To me, forgiving someone says, “Hey, it’s okay for how you’ve treated me. Let’s just bury that in the past and start fresh.” Unfortunately, that’s now how I operate.

I may be able to understand why someone does what they do. I may even be able to accept it. But what I can’t do is pretend it never happened. I can’t bury it in the sand because every time I look at that spot, I know what lies beneath the surface. It’s never really gone

This has continued to bother me, more so because how can I be right about my feelings toward forgiveness if everyone else sees it so differently? Am I viewing it all wrong? As it turns out, I am.

I looked up the word forgive in the dictionary and expected to find something along the lines of “to extend grace to someone who has wronged you.” What I found was completely different.

Merriam-Webster defines forgive as “to cease to feel resentment against (an offender).” Wait? What? So forgiveness has absolutely nothing to do with the other person, but is 100% about the giving up of my own anger, hurt, and disappointment? I was speechless.

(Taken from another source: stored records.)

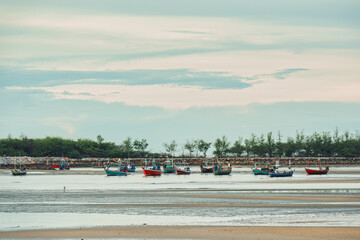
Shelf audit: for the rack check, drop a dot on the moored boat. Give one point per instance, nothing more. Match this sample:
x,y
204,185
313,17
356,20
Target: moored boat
x,y
115,172
153,170
282,174
206,168
150,171
18,172
222,169
263,171
319,171
63,166
183,170
169,167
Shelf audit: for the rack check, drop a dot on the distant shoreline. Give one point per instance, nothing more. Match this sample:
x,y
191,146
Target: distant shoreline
x,y
194,232
44,163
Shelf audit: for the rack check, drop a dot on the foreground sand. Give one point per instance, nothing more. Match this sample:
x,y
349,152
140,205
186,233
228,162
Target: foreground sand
x,y
195,232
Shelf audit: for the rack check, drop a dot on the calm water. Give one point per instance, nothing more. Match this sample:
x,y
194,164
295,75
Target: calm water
x,y
37,200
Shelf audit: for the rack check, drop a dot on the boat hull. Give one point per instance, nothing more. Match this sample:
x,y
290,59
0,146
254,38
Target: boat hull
x,y
18,172
226,171
286,174
316,172
169,169
207,169
60,167
152,172
115,173
260,172
182,172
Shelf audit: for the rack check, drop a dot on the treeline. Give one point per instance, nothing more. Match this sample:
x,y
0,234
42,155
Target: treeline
x,y
323,144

Now I get it. Now I understand what true forgiveness is. It isn’t saying anything at all about the other person or what they did. Instead, it says, “I’m no longer going to let this bother me. I will no longer continue to give your actions my time or energy.”

Okay. I think I am ready to start forgiving others who I feel have wronged me. Especially now that I understand what true forgiveness is.

I admit. It is pretty freeing. I guess everyone else was right all along.